Comme vous le savez probablement déjà, environ 8% de notre génome est d’origine rétroviral, il s’agit des Rétrovirus Endogènes ou ERV (Endogenous Retrovirus). Si vous ignorez ce que sont les Rétrovirus Endogènes et quelles sont les origines de ces derniers je vous conseille la vidéo suivante.
Notez
que dans le présente vidéo ils francisent également l’acronyme ERV
(Endogenous Retrovirus) et le renomment RVE (Rétrovirus Endogène).
Bien et maintenant que vous savez ce qu’est un ERV (ou RVE) et accessoirement en quoi ils sont un formidable outil pour démontrer l’ascendance commune des différentes espèces, attaquons le vif du sujet, à savoir le rôle de certains ERV dans l’évolution de notre placenta.
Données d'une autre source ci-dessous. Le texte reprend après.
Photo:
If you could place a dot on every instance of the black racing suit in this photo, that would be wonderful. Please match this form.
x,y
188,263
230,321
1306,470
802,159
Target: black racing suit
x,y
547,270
Protéine virale et placenta
En effet une partie des rétrovirus endogènes acquis durant la longue évolution des mammifères ont été coopté pour l'élaboration du placenta. Certains ERVs contribuent ainsi à avoir une fonction immunosuppressive, fonction indispensable car sans elle le système immunitaire de la mère attaquerait l'embryon. Mais dans le présent article nous allons nous intéresser plus en détail à des ERVs qui permettent de synthétiser une protéine indispensable au placenta des mammifères que nous sommes, à savoir la Syncytine. La Syncytine dérive d’une protéine env, c’est-à-dire d’une protéine de l’enveloppe virale des rétrovirus. Les gènes viraux codant cette protéine se sont ainsi insérés chez les mammifères marsupiaux et euthériens qui ont ainsi acquis la capacité de synthétiser cette fameuse Syncytine [1]. Cette dernière permet aux cellules du placenta de fusionner entre elles (on parle d'activité fusogène) permettant l'établissement d'un syncytium, un tissu constitué de cellules à plusieurs noyaux (car issues de la fusion de plusieurs cellules) présent à l'interface materno-fœtale, et indispensable au bon fonctionnement du placenta de nombreux mammifères (dont celui des humains).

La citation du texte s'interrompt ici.